Ainda, aquele plano mirabolante para explodir cidades nos EUA e até matar um herói astronauta para jogar a culpa nos cubanos, do Estado Maior do Pentágono, a Operação Northwoods, que o presidente Kennedy se recusou a endossar. Talvez só mesmo os nazistas gostem mais desse tipo de operação.
O sempre otimista porta-voz do Kremlin, Peskov, descobriu um aspecto positivo na alucinada peroração de Blinken sobre a “invasão iminente” da Ucrânia, por este ter solicitado uma reunião com seu homólogo, Lavrov.
Também na quinta-feira a Rússia formalizou a entrega da sua reação à resposta dos EUA sobre as propostas russas para restauração da segurança coletiva e indivisível na Europa, cujo teor de 11 páginas já foi divulgado publicamente, para evitar distorções.
Foi tornado público ainda que a Rússia, em reciprocidade à expulsão de um diplomata seu pelos EUA, havia expulsado o vice-embaixador norte-americano, que já está a caminho de casa.
Por trás desse pendor do presidente Biden por açular a guerra na Ucrânia está o velho costume nos EUA de jogar a chamada cartada externa para resolver crises domésticas.
Já funcionou várias vezes, inclusive quando Bill Clinton se safou do escândalo Monica Levinski bombardeando a Iugoslávia e o Iraque.
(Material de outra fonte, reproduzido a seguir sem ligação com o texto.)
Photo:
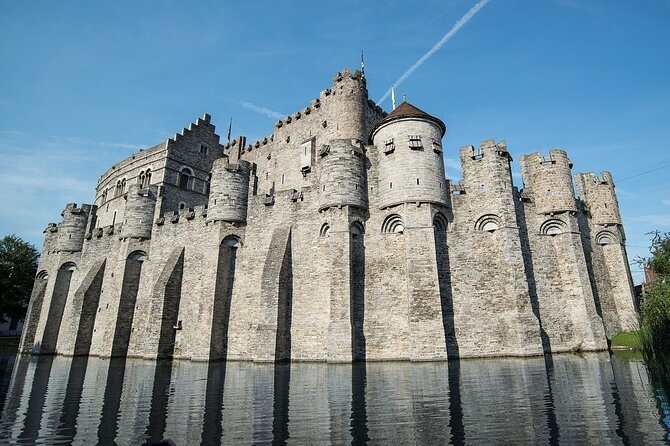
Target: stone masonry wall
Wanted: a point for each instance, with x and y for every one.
(290, 271)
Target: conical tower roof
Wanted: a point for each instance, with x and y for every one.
(407, 110)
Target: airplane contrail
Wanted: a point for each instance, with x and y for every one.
(465, 19)
(261, 110)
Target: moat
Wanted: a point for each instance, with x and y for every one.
(560, 399)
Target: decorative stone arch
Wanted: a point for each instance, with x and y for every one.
(223, 293)
(325, 230)
(488, 223)
(393, 224)
(207, 185)
(232, 241)
(59, 297)
(186, 178)
(138, 256)
(144, 178)
(68, 266)
(553, 226)
(606, 237)
(357, 228)
(440, 222)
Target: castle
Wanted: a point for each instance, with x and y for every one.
(336, 238)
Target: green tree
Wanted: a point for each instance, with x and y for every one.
(18, 265)
(655, 317)
(660, 254)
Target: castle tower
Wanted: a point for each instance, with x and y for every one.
(411, 191)
(567, 307)
(349, 94)
(229, 191)
(487, 179)
(411, 168)
(72, 229)
(343, 179)
(607, 244)
(550, 181)
(487, 253)
(140, 207)
(598, 193)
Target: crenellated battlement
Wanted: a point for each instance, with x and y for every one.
(203, 122)
(548, 181)
(597, 193)
(182, 215)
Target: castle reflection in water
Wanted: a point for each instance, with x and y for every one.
(566, 399)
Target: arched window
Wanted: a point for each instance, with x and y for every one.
(232, 241)
(325, 230)
(185, 178)
(138, 256)
(488, 223)
(393, 224)
(147, 178)
(440, 222)
(68, 266)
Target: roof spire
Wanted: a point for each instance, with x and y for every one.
(362, 64)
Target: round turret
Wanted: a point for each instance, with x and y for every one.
(343, 175)
(549, 181)
(348, 100)
(229, 191)
(598, 193)
(140, 207)
(72, 229)
(411, 167)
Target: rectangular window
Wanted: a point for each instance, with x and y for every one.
(389, 146)
(437, 146)
(415, 143)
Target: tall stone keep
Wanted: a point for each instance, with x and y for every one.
(72, 229)
(140, 207)
(229, 191)
(610, 268)
(411, 167)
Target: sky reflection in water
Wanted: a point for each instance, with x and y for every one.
(566, 399)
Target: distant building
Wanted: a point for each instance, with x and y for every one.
(335, 238)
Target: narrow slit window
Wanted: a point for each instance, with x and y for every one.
(389, 146)
(415, 142)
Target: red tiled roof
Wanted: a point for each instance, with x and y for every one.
(407, 110)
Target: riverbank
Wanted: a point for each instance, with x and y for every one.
(626, 340)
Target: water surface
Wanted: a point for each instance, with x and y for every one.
(564, 399)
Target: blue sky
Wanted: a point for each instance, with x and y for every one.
(85, 84)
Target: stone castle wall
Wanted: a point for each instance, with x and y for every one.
(336, 238)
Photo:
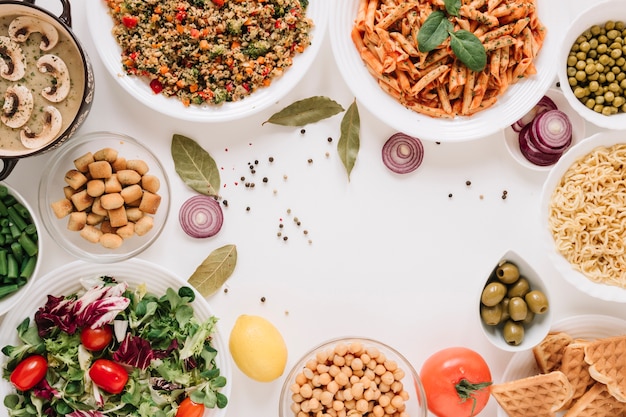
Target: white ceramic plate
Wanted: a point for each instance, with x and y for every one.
(516, 102)
(65, 280)
(523, 364)
(574, 277)
(598, 12)
(578, 131)
(101, 24)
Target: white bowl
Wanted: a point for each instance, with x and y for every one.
(540, 326)
(511, 138)
(516, 102)
(574, 277)
(415, 405)
(101, 24)
(592, 326)
(51, 190)
(65, 281)
(598, 13)
(7, 303)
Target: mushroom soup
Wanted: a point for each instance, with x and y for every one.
(41, 84)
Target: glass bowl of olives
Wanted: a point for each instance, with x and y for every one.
(592, 64)
(514, 305)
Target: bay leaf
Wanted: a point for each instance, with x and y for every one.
(305, 111)
(349, 141)
(195, 166)
(215, 270)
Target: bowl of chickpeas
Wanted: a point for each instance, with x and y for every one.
(105, 197)
(353, 376)
(592, 64)
(514, 304)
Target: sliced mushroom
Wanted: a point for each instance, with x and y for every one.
(51, 128)
(12, 65)
(17, 107)
(21, 27)
(60, 88)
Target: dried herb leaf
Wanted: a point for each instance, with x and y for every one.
(308, 110)
(349, 141)
(213, 272)
(195, 166)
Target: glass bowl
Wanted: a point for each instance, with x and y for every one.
(316, 364)
(598, 13)
(51, 190)
(9, 301)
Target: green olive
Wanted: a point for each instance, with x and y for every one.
(513, 333)
(517, 309)
(508, 273)
(491, 316)
(537, 301)
(519, 289)
(493, 293)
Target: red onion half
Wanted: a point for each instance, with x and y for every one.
(402, 153)
(201, 216)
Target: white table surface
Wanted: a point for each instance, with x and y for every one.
(392, 257)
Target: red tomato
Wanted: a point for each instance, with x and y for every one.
(108, 375)
(190, 409)
(29, 372)
(456, 381)
(96, 339)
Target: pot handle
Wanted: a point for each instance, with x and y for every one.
(66, 15)
(7, 167)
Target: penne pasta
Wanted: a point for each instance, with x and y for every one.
(437, 83)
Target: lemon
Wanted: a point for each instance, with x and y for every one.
(258, 348)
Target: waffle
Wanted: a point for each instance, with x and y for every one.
(597, 402)
(607, 364)
(537, 396)
(549, 351)
(575, 368)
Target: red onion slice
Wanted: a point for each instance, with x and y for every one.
(531, 153)
(546, 103)
(201, 216)
(402, 153)
(551, 132)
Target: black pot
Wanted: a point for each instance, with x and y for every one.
(63, 25)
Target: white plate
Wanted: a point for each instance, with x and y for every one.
(64, 281)
(517, 101)
(523, 364)
(578, 131)
(101, 24)
(574, 277)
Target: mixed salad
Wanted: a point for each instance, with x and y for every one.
(109, 350)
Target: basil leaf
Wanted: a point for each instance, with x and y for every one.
(303, 112)
(434, 31)
(468, 48)
(452, 7)
(195, 166)
(213, 272)
(349, 141)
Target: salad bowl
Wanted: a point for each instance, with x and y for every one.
(136, 273)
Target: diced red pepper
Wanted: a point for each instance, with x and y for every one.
(156, 86)
(130, 21)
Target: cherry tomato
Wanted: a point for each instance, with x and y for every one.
(29, 372)
(456, 381)
(96, 339)
(190, 409)
(108, 375)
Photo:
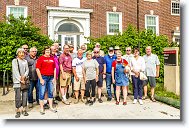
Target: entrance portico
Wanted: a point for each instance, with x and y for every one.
(69, 25)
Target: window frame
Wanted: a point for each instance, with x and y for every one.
(107, 22)
(14, 6)
(157, 22)
(175, 1)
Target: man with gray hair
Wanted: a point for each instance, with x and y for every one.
(32, 59)
(25, 47)
(152, 71)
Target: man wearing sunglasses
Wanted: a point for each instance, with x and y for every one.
(102, 71)
(32, 59)
(128, 57)
(101, 52)
(25, 47)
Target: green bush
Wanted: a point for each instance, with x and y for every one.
(13, 34)
(130, 37)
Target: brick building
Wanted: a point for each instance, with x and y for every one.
(69, 21)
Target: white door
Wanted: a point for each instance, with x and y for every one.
(69, 39)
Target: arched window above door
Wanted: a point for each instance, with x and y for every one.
(68, 27)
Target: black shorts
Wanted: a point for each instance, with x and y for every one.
(100, 80)
(151, 80)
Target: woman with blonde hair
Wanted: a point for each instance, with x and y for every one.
(20, 71)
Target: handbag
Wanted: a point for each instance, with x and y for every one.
(143, 76)
(25, 85)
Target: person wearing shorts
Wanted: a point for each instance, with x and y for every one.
(65, 62)
(90, 69)
(102, 71)
(79, 82)
(119, 77)
(152, 71)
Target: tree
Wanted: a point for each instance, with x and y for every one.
(131, 37)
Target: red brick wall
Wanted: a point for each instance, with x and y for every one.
(167, 22)
(100, 7)
(36, 9)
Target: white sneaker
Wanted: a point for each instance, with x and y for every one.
(140, 102)
(134, 101)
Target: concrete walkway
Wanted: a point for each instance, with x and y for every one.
(105, 110)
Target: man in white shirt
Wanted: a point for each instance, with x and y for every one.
(152, 71)
(128, 56)
(137, 66)
(79, 83)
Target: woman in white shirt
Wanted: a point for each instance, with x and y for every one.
(137, 66)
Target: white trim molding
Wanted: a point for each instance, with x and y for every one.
(156, 25)
(77, 16)
(176, 2)
(107, 22)
(15, 6)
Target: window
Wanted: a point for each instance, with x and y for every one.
(70, 3)
(17, 11)
(175, 7)
(152, 22)
(114, 22)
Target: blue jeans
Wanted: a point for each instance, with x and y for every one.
(108, 85)
(48, 85)
(137, 84)
(33, 83)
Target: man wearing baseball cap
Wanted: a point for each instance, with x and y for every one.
(108, 61)
(116, 48)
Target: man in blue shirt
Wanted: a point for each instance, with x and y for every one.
(102, 71)
(108, 61)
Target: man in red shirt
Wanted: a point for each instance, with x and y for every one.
(65, 62)
(45, 68)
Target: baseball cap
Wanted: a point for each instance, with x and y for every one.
(111, 48)
(71, 46)
(116, 48)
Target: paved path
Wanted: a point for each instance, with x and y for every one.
(105, 110)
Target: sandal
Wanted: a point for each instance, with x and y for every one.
(125, 103)
(17, 115)
(42, 112)
(25, 113)
(53, 110)
(145, 97)
(153, 99)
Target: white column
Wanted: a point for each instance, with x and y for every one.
(87, 30)
(51, 27)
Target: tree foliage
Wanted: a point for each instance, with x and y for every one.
(16, 32)
(131, 37)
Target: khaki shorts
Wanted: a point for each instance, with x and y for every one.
(79, 85)
(67, 81)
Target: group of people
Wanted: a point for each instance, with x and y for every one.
(56, 72)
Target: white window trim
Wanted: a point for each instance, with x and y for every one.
(9, 6)
(107, 23)
(175, 1)
(152, 0)
(157, 23)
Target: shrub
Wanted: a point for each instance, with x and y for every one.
(13, 34)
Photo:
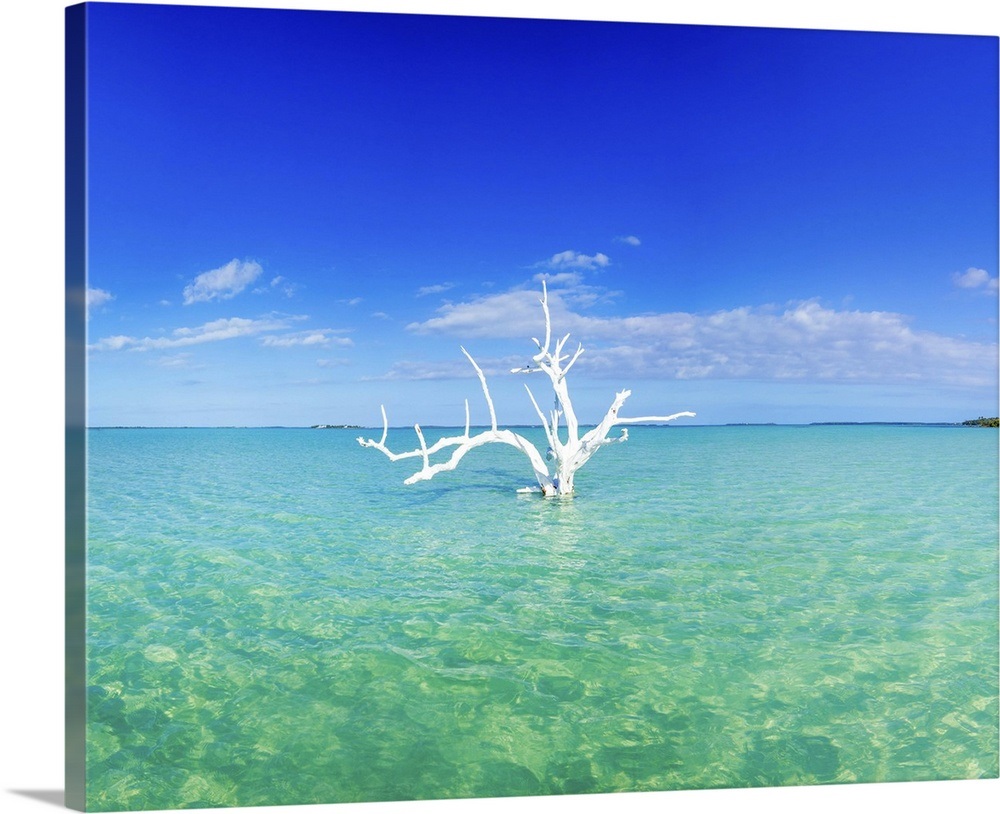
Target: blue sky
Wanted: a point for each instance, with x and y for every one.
(298, 216)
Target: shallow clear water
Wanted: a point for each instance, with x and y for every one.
(275, 618)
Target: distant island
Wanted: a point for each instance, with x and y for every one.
(982, 422)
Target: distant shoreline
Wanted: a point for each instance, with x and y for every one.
(982, 422)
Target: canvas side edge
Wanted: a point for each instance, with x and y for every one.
(75, 405)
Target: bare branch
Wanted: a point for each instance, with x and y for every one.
(568, 456)
(486, 390)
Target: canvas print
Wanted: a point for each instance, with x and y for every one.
(480, 407)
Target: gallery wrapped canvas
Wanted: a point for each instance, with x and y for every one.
(756, 269)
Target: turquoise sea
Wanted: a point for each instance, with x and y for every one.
(273, 617)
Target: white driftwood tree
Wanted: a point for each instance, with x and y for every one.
(567, 451)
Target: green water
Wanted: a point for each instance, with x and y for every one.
(274, 618)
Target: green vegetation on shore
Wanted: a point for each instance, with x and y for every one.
(982, 422)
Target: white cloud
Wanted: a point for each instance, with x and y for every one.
(176, 360)
(440, 288)
(214, 331)
(570, 259)
(975, 278)
(321, 337)
(96, 297)
(222, 283)
(428, 371)
(800, 341)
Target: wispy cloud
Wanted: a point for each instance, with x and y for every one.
(574, 260)
(177, 360)
(976, 278)
(96, 297)
(801, 340)
(322, 337)
(215, 331)
(440, 288)
(222, 283)
(457, 368)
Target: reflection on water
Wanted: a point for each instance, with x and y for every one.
(276, 618)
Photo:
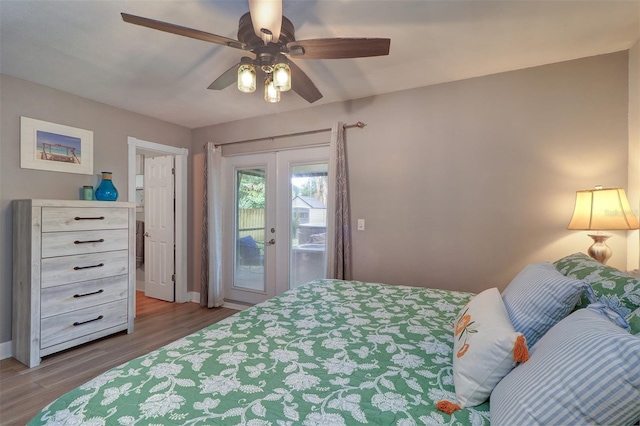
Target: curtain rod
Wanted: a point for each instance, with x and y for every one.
(359, 125)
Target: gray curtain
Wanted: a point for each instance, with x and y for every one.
(211, 272)
(339, 244)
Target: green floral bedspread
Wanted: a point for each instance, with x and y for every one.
(327, 353)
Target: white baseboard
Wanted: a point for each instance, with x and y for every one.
(236, 306)
(194, 296)
(6, 350)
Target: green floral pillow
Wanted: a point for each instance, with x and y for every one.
(614, 288)
(634, 321)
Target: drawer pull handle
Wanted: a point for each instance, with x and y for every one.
(88, 294)
(75, 324)
(101, 240)
(89, 218)
(77, 268)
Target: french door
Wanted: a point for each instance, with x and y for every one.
(275, 222)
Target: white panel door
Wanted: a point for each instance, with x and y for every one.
(159, 248)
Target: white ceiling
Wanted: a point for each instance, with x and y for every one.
(84, 47)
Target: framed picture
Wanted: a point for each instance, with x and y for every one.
(54, 147)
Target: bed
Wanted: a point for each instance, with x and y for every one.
(559, 345)
(326, 353)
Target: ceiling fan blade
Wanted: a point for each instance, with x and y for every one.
(266, 16)
(302, 84)
(227, 78)
(339, 48)
(183, 31)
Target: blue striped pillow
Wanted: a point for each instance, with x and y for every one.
(585, 370)
(538, 297)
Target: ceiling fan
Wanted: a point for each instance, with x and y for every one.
(270, 36)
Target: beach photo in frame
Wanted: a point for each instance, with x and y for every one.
(55, 147)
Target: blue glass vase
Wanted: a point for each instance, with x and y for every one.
(106, 191)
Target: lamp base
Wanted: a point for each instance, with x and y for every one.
(600, 251)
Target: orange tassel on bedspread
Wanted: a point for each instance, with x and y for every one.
(447, 406)
(520, 351)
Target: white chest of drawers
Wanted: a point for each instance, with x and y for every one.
(73, 274)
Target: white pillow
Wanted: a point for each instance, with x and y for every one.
(585, 370)
(485, 349)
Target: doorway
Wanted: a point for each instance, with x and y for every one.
(274, 222)
(178, 157)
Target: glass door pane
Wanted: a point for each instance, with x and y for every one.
(309, 195)
(250, 224)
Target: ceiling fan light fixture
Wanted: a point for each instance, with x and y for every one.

É o que os americanos chamam de “wag the dog”, quando é o rabo que balança o cachorro.
A poucos meses das eleições intermediárias de novembro, cujas expectativas parecem cada vez piores, o vetusto presidente se vê encurralado pela queda recorde na popularidade, pela maior inflação em 40 anos e próxima alta de juros, pela incapacidade de aprovar seu principal pacote econômico no Congresso e com o país a poucos dias de chegar a 1 milhão de mortos pela Covid.
Depois, há os vínculos sentimentais: seu filho, Hunter, foi agraciado depois do golpe CIA-nazis de 2014 com um muito bem remunerado cargo de diretor em uma empresa de um oligarca ladrão do setor do gás.
Como vice de Obama, era ele que regularmente telefonava para o então presidente ucraniano Yanukovich para exigir que não aplastasse os ‘manifestantes’ de Maidan e que ‘o acordo’ estava a caminho. Reza a lenda que, prestes a ser derrubado, em seu último telefonema a Biden, ouviu deste que “você está um dia e um dólar atrasado”.